Want AI inside your Word documents, Excel sheets, PowerPoint slides, and Outlook inbox? Until now, Microsoft Copilot was the obvious answer. That just changed.
Anthropic has expanded Claude across Microsoft 365 apps, with Outlook currently in public beta.
Anthropic has flipped the switch on Claude inside Excel, PowerPoint, and Word, with Outlook joining in public beta. The integrations are live for anyone on a paid Claude plan: Pro, Max, Team, or Enterprise. There’s no extra license, no seat-based add-on, no new contract. If you already pay for Claude, the Office integrations just turn on.
Deployment goes through Microsoft AppSource. One listing covers the three Office apps. A separate listing adds the Outlook beta. Admins push the rollout from the regular Microsoft admin center. For larger teams, Claude is also reachable through Microsoft Foundry, Amazon Bedrock, and Google Cloud Vertex AI so it doesn’t matter which cloud your stack runs on.
In Excel, Claude doesn’t just chat about your data on the side. It edits cells and updates your assumptions without breaking the formulas already in place. Ask it to explain a number, and it points to the exact cells the answer comes from. Pivot tables and charts can be built on request, with Claude walking you through why each one is structured the way it is.
In PowerPoint, Claude reads your slide masters, fonts, colors, and templates before generating anything. The charts it adds are real PowerPoint charts, not flat image files, so they stay fully editable like any normal slide object. Brand formatting is respected by default, not bolted on at the end.
In Word, Claude behaves the way a careful colleague would. It uses tracked changes for redlining, posts replies inside comment threads, and writes in the company styles already set up in the document.
In Outlook, the use cases are everyday inbox work. Claude sorts messages by priority, drafts replies that sit in the compose pane waiting for your review, and checks attendee calendars when you ask it to schedule a meeting. Nothing gets sent until you click send. The control stays with you.
Here’s the part most coverage will miss. The same conversation moves with you across all four apps.
Read a client email in Outlook, draft the proposal in Word, build the financial model in Excel, finish the deck in PowerPoint, and you don’t have to paste the same brief into the AI four times along the way. The context just travels with you.
Why does that matter so much? Because the real friction with office AI has never been output quality. It’s been re-explaining what you’re doing every time you switch apps. Every tool that asks you to copy-paste the same brief into three different windows quietly adds an hour to your day. Claude just removes that step.
Now compare costs. Microsoft 365 Copilot’s enterprise add-on runs $30 per user per month. The business tier sits at $18–$21 with promotional pricing.

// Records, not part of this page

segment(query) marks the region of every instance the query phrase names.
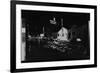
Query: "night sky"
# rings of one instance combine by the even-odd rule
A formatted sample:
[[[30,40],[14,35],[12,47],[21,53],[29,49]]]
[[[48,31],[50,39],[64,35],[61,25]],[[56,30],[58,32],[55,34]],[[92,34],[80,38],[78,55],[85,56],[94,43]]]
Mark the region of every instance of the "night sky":
[[[53,20],[53,17],[56,18],[57,25],[50,24],[49,20]],[[70,29],[73,25],[80,27],[88,24],[89,14],[22,10],[22,19],[25,19],[26,27],[29,27],[30,34],[42,33],[43,26],[46,32],[58,32],[61,28],[61,18],[63,19],[63,26]]]

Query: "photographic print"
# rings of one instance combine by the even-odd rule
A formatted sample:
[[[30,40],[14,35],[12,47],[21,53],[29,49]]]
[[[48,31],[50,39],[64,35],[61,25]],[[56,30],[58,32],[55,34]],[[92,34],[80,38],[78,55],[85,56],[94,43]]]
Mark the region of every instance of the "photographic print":
[[[12,72],[96,67],[96,6],[11,5]]]
[[[22,62],[90,59],[89,13],[22,10]]]

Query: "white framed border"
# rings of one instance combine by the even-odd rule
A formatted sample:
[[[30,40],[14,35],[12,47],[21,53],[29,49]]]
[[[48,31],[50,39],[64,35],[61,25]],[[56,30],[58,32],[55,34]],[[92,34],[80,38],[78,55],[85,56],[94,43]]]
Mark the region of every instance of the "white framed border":
[[[89,29],[90,29],[90,36],[91,36],[90,37],[90,60],[21,63],[21,10],[90,13],[90,22],[89,22]],[[17,4],[16,5],[16,39],[17,39],[16,40],[16,69],[94,64],[94,9]]]

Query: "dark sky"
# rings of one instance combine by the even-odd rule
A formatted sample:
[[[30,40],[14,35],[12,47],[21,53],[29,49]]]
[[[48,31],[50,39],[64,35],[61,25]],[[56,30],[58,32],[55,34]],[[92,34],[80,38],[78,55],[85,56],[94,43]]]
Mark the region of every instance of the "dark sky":
[[[47,32],[57,32],[61,28],[61,18],[63,25],[70,29],[73,25],[78,27],[88,24],[89,13],[72,13],[72,12],[50,12],[50,11],[32,11],[22,10],[22,18],[28,24],[30,32],[42,33],[42,28],[45,26]],[[57,20],[57,25],[50,24],[49,20]]]

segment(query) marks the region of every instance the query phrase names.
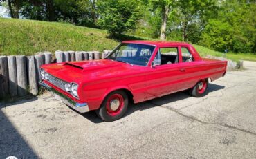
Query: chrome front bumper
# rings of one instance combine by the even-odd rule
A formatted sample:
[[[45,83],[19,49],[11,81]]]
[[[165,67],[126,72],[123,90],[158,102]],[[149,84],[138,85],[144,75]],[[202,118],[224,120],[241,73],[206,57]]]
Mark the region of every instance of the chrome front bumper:
[[[52,93],[57,99],[58,99],[59,100],[60,100],[69,107],[71,107],[72,109],[80,113],[85,113],[89,111],[87,103],[77,103],[75,101],[73,100],[71,98],[66,97],[66,95],[64,95],[61,93],[53,88],[47,84],[43,82],[39,82],[39,84],[41,86],[46,88],[51,93]]]

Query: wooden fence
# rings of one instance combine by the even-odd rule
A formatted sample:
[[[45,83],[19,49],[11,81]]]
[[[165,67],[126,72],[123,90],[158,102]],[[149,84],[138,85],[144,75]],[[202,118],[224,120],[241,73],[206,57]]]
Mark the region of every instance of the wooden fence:
[[[109,51],[102,53],[105,57]],[[0,100],[28,95],[38,95],[42,64],[69,61],[99,59],[98,51],[55,52],[53,59],[50,52],[37,53],[33,56],[0,56]]]

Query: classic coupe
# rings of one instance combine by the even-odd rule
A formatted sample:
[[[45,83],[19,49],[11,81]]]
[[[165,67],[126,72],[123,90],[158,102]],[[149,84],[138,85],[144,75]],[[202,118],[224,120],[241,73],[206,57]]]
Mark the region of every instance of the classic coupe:
[[[203,97],[226,66],[226,61],[201,58],[189,44],[126,41],[103,59],[43,65],[39,83],[78,112],[95,110],[111,122],[129,103],[183,90]]]

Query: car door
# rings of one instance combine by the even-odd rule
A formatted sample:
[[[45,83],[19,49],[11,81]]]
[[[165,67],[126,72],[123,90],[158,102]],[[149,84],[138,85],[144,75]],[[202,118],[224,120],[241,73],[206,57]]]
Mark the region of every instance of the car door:
[[[195,60],[193,52],[187,46],[181,46],[181,63],[184,69],[183,83],[185,88],[193,87],[200,80],[200,76],[205,73],[201,60]]]
[[[145,99],[169,94],[183,88],[181,82],[183,81],[184,70],[181,65],[180,47],[160,47],[155,55],[153,62],[158,61],[158,64],[148,68]]]

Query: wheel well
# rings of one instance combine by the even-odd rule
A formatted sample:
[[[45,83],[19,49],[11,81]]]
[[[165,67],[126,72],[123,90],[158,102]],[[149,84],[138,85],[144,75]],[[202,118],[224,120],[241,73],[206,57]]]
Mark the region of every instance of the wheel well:
[[[128,89],[125,89],[125,88],[121,88],[121,89],[116,89],[116,90],[113,90],[111,92],[109,92],[107,95],[111,93],[112,92],[114,92],[114,91],[124,91],[127,95],[128,95],[128,99],[129,99],[129,102],[131,102],[131,103],[134,103],[134,95],[131,93],[131,92],[130,91],[129,91]]]

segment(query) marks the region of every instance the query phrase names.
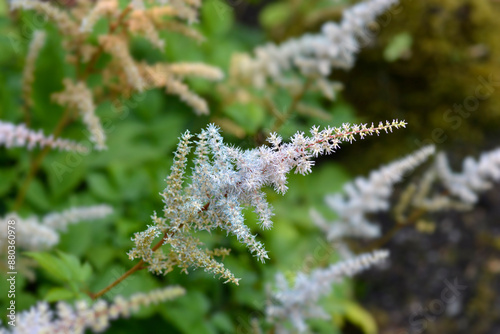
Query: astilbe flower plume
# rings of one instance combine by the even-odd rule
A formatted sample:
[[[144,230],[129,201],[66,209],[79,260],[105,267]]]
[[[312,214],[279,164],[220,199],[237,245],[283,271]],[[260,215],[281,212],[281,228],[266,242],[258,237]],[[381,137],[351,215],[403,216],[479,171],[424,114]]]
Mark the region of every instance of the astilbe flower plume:
[[[16,244],[23,250],[44,250],[59,243],[59,234],[71,224],[104,218],[113,213],[108,205],[72,207],[61,212],[51,212],[42,219],[36,216],[19,217],[8,213],[0,218],[0,227],[7,231],[7,222],[16,221]],[[7,235],[0,235],[0,254],[7,245]]]
[[[102,299],[93,305],[80,300],[75,307],[59,302],[55,311],[46,302],[39,302],[31,309],[19,313],[16,326],[11,330],[0,328],[0,334],[79,334],[86,333],[86,329],[102,333],[108,328],[110,320],[126,318],[141,307],[172,300],[184,293],[183,288],[170,286],[149,293],[137,293],[128,299],[117,296],[111,304]]]
[[[362,238],[380,236],[380,227],[370,222],[367,215],[388,210],[393,185],[401,181],[406,173],[424,163],[435,150],[432,145],[425,146],[372,171],[367,178],[357,177],[344,186],[345,195],[335,193],[325,197],[326,204],[338,218],[328,222],[318,211],[312,209],[313,221],[326,233],[329,241],[346,236]]]
[[[0,146],[26,147],[28,150],[36,146],[40,148],[50,147],[62,151],[76,151],[87,153],[88,148],[74,141],[54,138],[53,135],[46,136],[42,130],[31,130],[24,124],[12,124],[0,121]]]
[[[272,186],[278,193],[287,190],[287,174],[308,174],[314,165],[313,158],[333,153],[342,142],[352,142],[356,136],[379,134],[404,127],[404,121],[380,123],[378,126],[343,124],[322,131],[311,129],[311,136],[297,132],[289,143],[273,133],[268,138],[270,146],[241,150],[227,145],[219,129],[210,125],[198,135],[194,152],[190,182],[185,185],[185,171],[190,152],[192,135],[186,132],[180,139],[175,153],[167,187],[163,192],[165,204],[163,217],[153,216],[154,225],[133,237],[135,247],[128,253],[130,259],[139,258],[149,264],[155,273],[167,273],[175,265],[202,267],[237,283],[238,279],[214,260],[214,255],[226,254],[227,250],[212,251],[200,248],[201,242],[193,232],[221,229],[236,236],[260,261],[268,259],[264,245],[257,241],[245,224],[244,207],[253,207],[263,229],[271,228],[273,215],[266,201],[264,186]],[[157,246],[151,248],[155,238],[161,237]],[[169,244],[165,254],[161,244]]]
[[[290,321],[299,333],[305,332],[308,328],[307,319],[329,319],[318,301],[330,293],[333,284],[384,261],[388,256],[388,251],[378,250],[327,268],[314,269],[309,274],[299,272],[293,285],[288,283],[282,273],[278,273],[276,290],[271,293],[270,303],[266,308],[268,321],[275,325],[276,333],[290,333],[286,328],[286,321]]]
[[[352,68],[361,46],[373,35],[367,26],[396,3],[398,0],[367,0],[355,4],[344,10],[341,22],[326,22],[320,33],[304,34],[280,45],[259,46],[253,57],[238,55],[233,59],[232,73],[263,88],[267,81],[289,86],[296,81],[290,76],[296,70],[323,86],[331,86],[327,78],[332,70]]]

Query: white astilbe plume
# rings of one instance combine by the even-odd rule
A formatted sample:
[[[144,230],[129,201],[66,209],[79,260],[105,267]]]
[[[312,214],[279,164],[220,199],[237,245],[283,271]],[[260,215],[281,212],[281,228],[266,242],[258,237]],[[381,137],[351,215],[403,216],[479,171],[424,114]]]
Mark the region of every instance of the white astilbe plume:
[[[268,322],[275,325],[276,333],[290,333],[286,327],[287,321],[294,327],[293,333],[304,333],[308,328],[307,319],[329,319],[328,314],[318,305],[318,301],[331,292],[333,284],[382,262],[388,256],[388,251],[378,250],[344,260],[328,268],[315,269],[310,274],[299,272],[293,286],[282,273],[277,274],[276,290],[272,292],[266,308]]]
[[[50,147],[62,151],[77,151],[87,153],[87,147],[74,141],[55,138],[53,135],[45,136],[42,130],[28,129],[24,124],[15,125],[0,121],[0,145],[7,148],[26,147],[28,150],[37,145],[41,148]]]
[[[82,116],[83,124],[90,132],[90,141],[97,150],[106,149],[106,134],[101,125],[101,120],[95,114],[95,105],[92,92],[84,82],[72,82],[64,79],[64,90],[52,94],[52,99],[62,106],[78,110]]]
[[[17,314],[16,326],[11,329],[0,328],[1,334],[79,334],[90,329],[102,333],[109,327],[110,320],[127,318],[141,307],[155,305],[184,295],[185,290],[178,286],[153,290],[149,293],[137,293],[128,299],[117,296],[110,304],[98,300],[93,305],[78,301],[75,307],[59,302],[52,311],[47,302],[39,302],[31,309]]]
[[[176,257],[194,267],[205,268],[225,278],[237,282],[234,276],[222,265],[197,247],[199,241],[190,237],[194,231],[222,229],[236,236],[260,261],[268,258],[264,245],[256,240],[245,224],[244,207],[253,207],[262,228],[271,228],[272,209],[266,201],[264,186],[273,186],[278,193],[287,190],[287,174],[308,174],[314,165],[313,158],[330,154],[342,142],[352,142],[355,136],[379,134],[404,127],[405,122],[393,121],[380,123],[375,127],[343,124],[342,127],[328,127],[319,131],[311,129],[311,136],[296,133],[289,143],[283,143],[276,134],[268,141],[271,146],[261,146],[251,150],[241,150],[223,142],[219,129],[210,125],[197,137],[194,152],[194,167],[184,186],[187,156],[190,152],[192,135],[186,132],[179,143],[171,174],[167,177],[167,188],[163,196],[164,217],[153,216],[154,226],[136,233],[133,241],[135,248],[129,253],[130,259],[139,258],[153,264],[151,271],[162,273],[170,271],[172,261],[165,259],[161,250],[151,249],[151,241],[163,235],[164,242],[171,245]],[[186,244],[187,243],[187,244]]]
[[[492,187],[491,181],[500,180],[500,148],[482,153],[478,161],[467,157],[463,161],[463,171],[453,173],[444,153],[436,158],[438,177],[452,195],[465,204],[475,204],[477,193]]]
[[[232,71],[263,88],[270,79],[289,82],[286,73],[298,69],[306,77],[328,77],[333,68],[350,69],[370,33],[367,25],[398,0],[368,0],[343,13],[340,23],[327,22],[318,34],[305,34],[280,45],[272,43],[254,50],[255,56],[239,56]]]
[[[345,196],[341,193],[325,197],[327,205],[338,215],[337,220],[327,222],[314,209],[311,210],[313,221],[326,234],[330,241],[344,236],[374,238],[380,235],[380,228],[368,221],[366,215],[389,209],[389,197],[392,187],[403,176],[425,162],[434,154],[434,146],[425,146],[420,150],[372,171],[368,178],[357,177],[344,186]]]
[[[16,245],[25,250],[43,250],[59,243],[59,232],[65,231],[70,224],[81,221],[90,221],[110,215],[113,209],[108,205],[94,205],[88,207],[73,207],[62,212],[53,212],[39,219],[36,216],[19,217],[17,213],[10,213],[0,221],[2,230],[7,231],[7,222],[13,219],[16,229]],[[7,244],[7,235],[0,235],[0,253]]]
[[[28,54],[26,56],[26,63],[23,69],[23,96],[28,107],[33,106],[31,91],[33,82],[35,81],[35,63],[40,54],[40,50],[45,44],[46,35],[47,34],[43,30],[35,30],[33,32],[33,39],[30,42]]]

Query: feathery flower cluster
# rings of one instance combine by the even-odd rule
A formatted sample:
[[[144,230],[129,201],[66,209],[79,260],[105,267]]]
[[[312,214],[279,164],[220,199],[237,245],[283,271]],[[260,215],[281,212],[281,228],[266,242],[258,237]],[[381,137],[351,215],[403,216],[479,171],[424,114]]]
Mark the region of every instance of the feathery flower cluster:
[[[35,63],[38,54],[45,44],[46,34],[43,30],[35,30],[33,32],[33,39],[30,42],[28,55],[26,56],[26,63],[23,69],[23,96],[28,107],[33,106],[31,99],[31,89],[35,81]]]
[[[379,226],[368,221],[366,215],[389,209],[392,186],[401,181],[406,173],[425,162],[434,152],[434,146],[425,146],[400,160],[372,171],[368,179],[357,177],[344,186],[346,197],[338,193],[325,197],[327,205],[337,213],[338,219],[327,222],[320,213],[312,209],[313,221],[326,233],[330,241],[345,236],[378,237]]]
[[[192,138],[186,132],[181,137],[171,174],[166,179],[167,187],[162,194],[164,217],[155,214],[155,225],[135,234],[132,239],[135,248],[128,253],[129,258],[142,259],[150,264],[149,270],[156,273],[168,272],[173,263],[180,262],[202,267],[237,283],[232,273],[216,262],[210,253],[198,247],[200,242],[191,236],[193,232],[222,229],[236,236],[263,262],[268,258],[267,251],[245,225],[242,213],[244,206],[253,207],[261,227],[272,227],[273,213],[262,187],[273,186],[277,192],[285,193],[287,174],[293,169],[295,173],[308,174],[314,165],[314,157],[334,152],[340,143],[352,142],[355,136],[364,138],[405,125],[404,121],[393,121],[380,123],[377,127],[373,124],[370,127],[366,124],[344,124],[322,131],[313,127],[311,137],[298,132],[290,143],[283,143],[278,135],[272,134],[268,139],[270,147],[245,151],[224,144],[219,129],[210,125],[198,135],[191,182],[184,187]],[[170,244],[171,254],[165,255],[161,248],[151,249],[151,243],[157,237]]]
[[[164,87],[167,93],[178,95],[198,115],[209,113],[207,102],[189,90],[189,87],[183,83],[185,78],[196,76],[215,81],[224,77],[220,69],[203,63],[140,64],[138,69],[142,77],[149,79],[147,88]]]
[[[0,328],[0,334],[78,334],[85,333],[86,329],[102,333],[108,328],[110,320],[128,317],[141,307],[172,300],[184,293],[183,288],[172,286],[146,294],[137,293],[129,299],[117,296],[111,304],[101,299],[89,305],[82,300],[73,308],[65,302],[59,302],[55,312],[46,302],[39,302],[30,310],[19,313],[16,326],[11,330]]]
[[[28,129],[24,124],[15,125],[0,121],[0,145],[7,148],[26,147],[28,150],[35,146],[50,147],[63,151],[77,151],[87,153],[87,147],[74,141],[54,138],[53,135],[45,136],[42,130],[34,131]]]
[[[125,5],[125,7],[123,6]],[[87,1],[77,1],[74,6],[60,7],[54,2],[41,0],[13,0],[10,8],[34,10],[53,21],[63,36],[63,47],[67,51],[66,60],[78,69],[78,80],[72,83],[65,79],[63,92],[54,94],[55,100],[82,114],[83,123],[91,133],[91,141],[98,150],[106,148],[105,134],[99,118],[95,114],[94,94],[100,89],[108,96],[130,96],[148,88],[164,87],[165,91],[175,94],[191,106],[197,114],[208,114],[206,101],[191,91],[184,83],[186,76],[197,76],[208,80],[220,80],[222,71],[209,65],[197,63],[146,64],[138,62],[131,55],[129,40],[132,35],[140,35],[160,51],[164,51],[165,40],[161,30],[179,32],[188,37],[201,40],[199,33],[191,27],[197,22],[201,6],[200,0],[175,1],[132,1],[128,4],[118,0],[98,1],[91,5]],[[89,38],[94,33],[99,20],[108,20],[109,29],[105,34]],[[97,44],[97,45],[96,45]],[[33,82],[34,59],[43,45],[43,34],[35,33],[25,67],[23,90],[29,106],[31,84]],[[111,60],[105,63],[102,72],[103,82],[99,89],[92,91],[86,86],[85,78],[96,71],[96,63],[103,53],[110,54]],[[83,69],[83,71],[81,71]],[[161,69],[161,74],[155,74]],[[159,76],[160,80],[155,80]]]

Both require an existing qualifying Microsoft 365 subscription underneath. In other words, Copilot is always an extra charge on top of what you already pay Microsoft.
Claude’s deal works differently. Already on a paid Claude plan? You get the Office integrations included. No new SKU, no new contract.
For a finance lead comparing per-seat Copilot costs against an existing Claude rollout, the math gets uncomfortable fast. Anthropic is also letting enterprise admins pipe Claude’s prompts, tool calls, and document references into their own security telemetry through OpenTelemetry, which knocks down one of the usual objections to deploying a non-Microsoft AI in regulated environments.
Worth noting: this isn’t a clean rivalry. Microsoft and Nvidia announced major investments in Anthropic in late 2025, with Microsoft committing up to $5 billion. Claude already powers parts of Copilot under the hood. So the two companies are partners and competitors at the same time, unusual but increasingly normal in AI.
If your team already pays for Claude for engineering or research work, you’ve effectively just picked up an Office assistant for free. That’s a real budget line you can revisit.
If you’re shopping for AI right now, the comparison just changed. It’s no longer Copilot vs. nothing it’s Copilot vs. an assistant that arrives with a plan you may already have.
For developers and IT leads, the OpenTelemetry hooks make this deployable in regulated environments without building custom audit pipelines. For founders and small business owners, you don’t need a separate $30-per-seat add-on to put real AI in front of your team.
The honest question to ask this quarter: where are you paying twice for AI? If your team is on both a paid Claude plan and a Copilot tier, one of those line items just got harder to defend.
In this industry, distribution wins. Microsoft turned that lesson into a multi-decade lead. Now Anthropic has walked into the room where the actual work happens, sat down at the same desk, and started typing in tracked changes. The next twelve months in productivity AI just got a lot more interesting.